SoulMateDestiny · 23/07/2023 18:11

I have been a lurker for a long time... sadly never did I think to post. About 5 weeks ago my husband sent me a message effectively stating the marriage was/is over. He works away, so sent this whilst away.

I am utterly bereft, lost and confused, I did not see this coming, yes we did have the usual issues, stress, family life etc, etc, but nothing like this.

I am just looking for advice, I have no idea what I am going to do. He has already stated that I can stay in our joint home for 2 years (good of him eh), but in the next few months, he would like me to sign over my half of the house, thus relleasing half the equity to myself.

Any advice to a broken, lost woman,Thank you

OP posts:
Beachside82 · 24/07/2023 12:29

Nonsense that anyone is entitled to 50% without knowing detail

but what we do know is married for 7 years. And you knew that when you posted the 50% nonsense

Dery · 24/07/2023 13:16

@SoulMateDestiny - really sorry you’re going through this. It sounds very much like he’s met someone else whilst he’s been working away. I think you will need to find a way to afford some legal advice. In the long run, it may cost you more not to have it. Either way, it’s very hard to see why you would sign over your share in the family home. That sounds like a very bad idea. Why on earth does he think that’s a fair proposition?

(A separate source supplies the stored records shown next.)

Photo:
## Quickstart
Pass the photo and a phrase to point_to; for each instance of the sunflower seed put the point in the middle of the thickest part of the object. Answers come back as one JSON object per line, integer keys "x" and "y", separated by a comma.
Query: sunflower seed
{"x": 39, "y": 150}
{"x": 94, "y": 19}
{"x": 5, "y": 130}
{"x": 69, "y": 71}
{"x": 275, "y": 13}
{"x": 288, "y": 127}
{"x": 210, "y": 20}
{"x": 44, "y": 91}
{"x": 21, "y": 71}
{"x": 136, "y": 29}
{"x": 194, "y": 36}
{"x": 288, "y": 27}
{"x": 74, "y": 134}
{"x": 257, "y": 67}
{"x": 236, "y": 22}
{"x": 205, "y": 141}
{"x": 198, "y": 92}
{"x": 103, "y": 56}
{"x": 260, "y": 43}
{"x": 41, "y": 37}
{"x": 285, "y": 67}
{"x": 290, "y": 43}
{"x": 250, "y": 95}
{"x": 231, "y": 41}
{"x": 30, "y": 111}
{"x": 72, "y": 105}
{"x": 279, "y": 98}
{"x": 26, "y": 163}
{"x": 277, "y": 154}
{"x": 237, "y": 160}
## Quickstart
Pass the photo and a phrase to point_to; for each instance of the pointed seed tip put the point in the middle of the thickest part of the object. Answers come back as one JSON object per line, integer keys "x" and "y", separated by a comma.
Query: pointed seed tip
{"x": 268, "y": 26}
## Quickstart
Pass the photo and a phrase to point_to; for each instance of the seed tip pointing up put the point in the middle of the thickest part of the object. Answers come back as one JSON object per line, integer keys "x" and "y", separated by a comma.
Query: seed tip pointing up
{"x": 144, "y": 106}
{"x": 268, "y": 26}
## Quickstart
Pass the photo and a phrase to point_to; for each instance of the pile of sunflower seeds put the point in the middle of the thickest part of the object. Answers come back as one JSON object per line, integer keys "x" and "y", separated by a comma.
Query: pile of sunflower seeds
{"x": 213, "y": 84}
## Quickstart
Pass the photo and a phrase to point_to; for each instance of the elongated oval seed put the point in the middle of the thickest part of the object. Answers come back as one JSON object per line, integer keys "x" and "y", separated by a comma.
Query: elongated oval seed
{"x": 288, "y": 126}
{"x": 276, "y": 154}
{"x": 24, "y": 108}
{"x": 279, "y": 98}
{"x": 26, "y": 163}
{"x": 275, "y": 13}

Panama2 · 24/07/2023 13:21

Maybe how it’s worded but signing over our half of the house to him gives him all of the house. I can’t see how this releases your half of the equity. Please get legal advice, do not sign or agree to anything and find all the paperwork, relating to finances you can.

pikkumyy77 · 24/07/2023 13:27

Do not sign anything. Why should you? Stay in the house until he forces you out. Start looking into renting, start planning for an independent future. Stop putting money into the joint account. Figure out who owns the house/pays the mortgage/pays the bills for utilities. You have to know and understand the ownership of this major asset befire you know what should be done.